Необходимо учитывать, что европейские замыслы быстрее реализуются в обновленном советском искусстве, пережившем «паводок» и осваивающем новое, расчищенное революцией пространство культуры. Пафос новизны отличает и развитие советского драматического театра - Таиров, Мейерхольд; и новую советскую живопись - Малевич, Татлин; и новую музыку - Шостакович, Г. Попов, Дешевов; и предчувствие новой архитектуры в эскизах Мельникова и Леонидова. Причем зачастую новации в советском искусстве опережали жизнь. К. Рудницкий отмечал: то, что невозможно было в реальной жизни, на сцене реализовалось с помощью подручных материалов: «В сценическом конструктивизме как бы материализовалась мечта художников той поры о будущем, о технике, которая выведет страну из нищеты к механизированному, электрифицированному, прекрасно организованному царству социализма»
Методика эксперимента
Как уже говорилось, Кшенеку и «Прыжку через тень» был посвящен сборник АСМа, в который вошли статьи Бориса Асафьева, Виктора Беляева, Семена Гинзбурга и Николая Смолича. Это было не популярное издание для широкой аудитории, а брошюра, претендующая на разностороннее теоретическое осмысление места оперы Кшенека в развитии оперного искусства, вступившего в непростой период. В работе «Кшенек и проблема оперы» В. Беляев цитирует высказывание самого композитора: «Опера является в своей сущности совершенно противоречивым явлением ... Только при слушании хороших оперных произведений, т.е. только в самом процессе этого слушания, мы забываем о противоречивости этой музыкально-сценической формы, всецело отдаваясь во власть идей их творцов ... Но как только непосредственное очарование музыкой оперы кончается, сейчас же в наш мозг одна за другой начинают проникать различные мысли из сферы "противоречий "» .
Противоречивость оперы и ее кризис - вот основная тема рассуждений авторов статей. Им представлялось, что Кшенеку ведомы если не рецепты, то направление выхода из кризиса. С. Гинзбург писал о том, что, «сравнивая одну оперу с другой, мы не можем не принимать в расчет имеющегося уже в каждой из них противоположения музыки и текста, создающего зыбкую почву для суждений при этих сравнениях» . Таким образом, с точки зрения Гинзбурга, «проблема оперы» наличествовала во все эпохи существования оперы: «наша эпоха ничуть не сложнее и не проще любой другой исторической эпохи в области развития оперы» , а кризис современной оперы, полагал музыковед, связан с ее основными, имманентными противоречиями.
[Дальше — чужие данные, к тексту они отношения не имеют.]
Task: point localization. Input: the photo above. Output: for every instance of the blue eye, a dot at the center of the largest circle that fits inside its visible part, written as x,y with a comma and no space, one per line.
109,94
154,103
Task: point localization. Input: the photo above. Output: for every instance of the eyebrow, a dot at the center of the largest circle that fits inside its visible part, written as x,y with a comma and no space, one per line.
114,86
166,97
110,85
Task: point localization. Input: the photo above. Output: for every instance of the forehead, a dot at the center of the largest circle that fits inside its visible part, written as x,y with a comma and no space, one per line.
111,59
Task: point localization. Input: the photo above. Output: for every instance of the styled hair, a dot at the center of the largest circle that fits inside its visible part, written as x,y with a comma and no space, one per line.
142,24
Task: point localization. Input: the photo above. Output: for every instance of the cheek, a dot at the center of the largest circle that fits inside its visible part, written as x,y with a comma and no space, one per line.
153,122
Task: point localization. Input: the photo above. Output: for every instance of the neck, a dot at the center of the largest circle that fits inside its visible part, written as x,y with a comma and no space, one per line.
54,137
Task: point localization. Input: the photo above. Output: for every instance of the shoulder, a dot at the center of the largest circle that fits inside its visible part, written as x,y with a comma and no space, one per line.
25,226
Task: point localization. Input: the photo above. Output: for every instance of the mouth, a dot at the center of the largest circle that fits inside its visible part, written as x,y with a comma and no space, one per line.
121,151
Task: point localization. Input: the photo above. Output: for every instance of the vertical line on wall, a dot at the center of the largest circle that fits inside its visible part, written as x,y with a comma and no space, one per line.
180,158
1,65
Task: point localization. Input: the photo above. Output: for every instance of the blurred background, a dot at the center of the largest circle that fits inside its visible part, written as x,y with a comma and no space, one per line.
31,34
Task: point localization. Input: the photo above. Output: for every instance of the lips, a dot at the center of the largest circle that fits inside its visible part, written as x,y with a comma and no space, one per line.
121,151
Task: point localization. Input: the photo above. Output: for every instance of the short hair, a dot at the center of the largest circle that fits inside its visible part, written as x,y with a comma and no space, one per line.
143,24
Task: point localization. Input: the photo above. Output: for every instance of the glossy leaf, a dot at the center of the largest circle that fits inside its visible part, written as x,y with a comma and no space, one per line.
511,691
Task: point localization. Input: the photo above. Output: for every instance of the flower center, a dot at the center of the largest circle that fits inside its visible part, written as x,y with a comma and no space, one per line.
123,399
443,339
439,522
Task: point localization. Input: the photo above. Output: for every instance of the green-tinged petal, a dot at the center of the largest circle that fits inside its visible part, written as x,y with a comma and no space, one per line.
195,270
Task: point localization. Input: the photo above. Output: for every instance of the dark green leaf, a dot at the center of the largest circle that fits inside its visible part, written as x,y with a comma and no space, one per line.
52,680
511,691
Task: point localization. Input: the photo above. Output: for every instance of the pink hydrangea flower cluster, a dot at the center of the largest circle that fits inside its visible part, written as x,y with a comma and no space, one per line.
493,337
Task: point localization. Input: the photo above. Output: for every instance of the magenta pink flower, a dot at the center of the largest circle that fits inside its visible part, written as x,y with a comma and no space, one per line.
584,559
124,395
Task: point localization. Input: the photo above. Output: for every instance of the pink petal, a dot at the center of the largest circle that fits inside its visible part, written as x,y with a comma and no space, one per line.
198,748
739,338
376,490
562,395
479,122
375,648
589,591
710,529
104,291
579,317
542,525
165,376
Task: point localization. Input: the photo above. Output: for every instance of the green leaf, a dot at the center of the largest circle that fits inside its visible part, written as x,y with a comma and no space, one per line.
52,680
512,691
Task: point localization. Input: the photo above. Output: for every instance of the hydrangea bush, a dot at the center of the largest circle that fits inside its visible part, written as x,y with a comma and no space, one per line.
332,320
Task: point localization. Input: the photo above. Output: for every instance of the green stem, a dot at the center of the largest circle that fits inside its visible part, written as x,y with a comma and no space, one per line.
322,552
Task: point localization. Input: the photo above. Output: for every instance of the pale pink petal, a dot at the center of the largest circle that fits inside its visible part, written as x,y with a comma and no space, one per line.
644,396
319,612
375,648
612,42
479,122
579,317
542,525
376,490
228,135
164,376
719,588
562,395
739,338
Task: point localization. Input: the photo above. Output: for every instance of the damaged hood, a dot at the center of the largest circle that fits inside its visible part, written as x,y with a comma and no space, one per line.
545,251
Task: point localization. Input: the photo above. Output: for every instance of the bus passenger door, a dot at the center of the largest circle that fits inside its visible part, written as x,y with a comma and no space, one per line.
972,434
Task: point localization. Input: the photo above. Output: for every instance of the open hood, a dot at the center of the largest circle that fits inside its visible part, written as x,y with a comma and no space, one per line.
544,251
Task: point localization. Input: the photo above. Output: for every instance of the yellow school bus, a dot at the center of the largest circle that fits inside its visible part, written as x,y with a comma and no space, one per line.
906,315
«Кризис в области оперы в настоящее время налицо. Его начало совпадает с моментом окончания оперной реформы Вагнера, несмотря на то, что после Вагнера появился целый ряд в высшей степени одаренных оперных композиторов, с самим Рихардом Штраусом во главе. В этом кризисе особенно ярко выступило на вид основное противоречие в опере, как художественной форме: противоречие между «напевностью», как выразителем музыкальной стороны оперного произведения, и "драматизацией ", как элементом, обусловленным вхождением в оперу текста, в свою очередь обуславливающего собою действие» .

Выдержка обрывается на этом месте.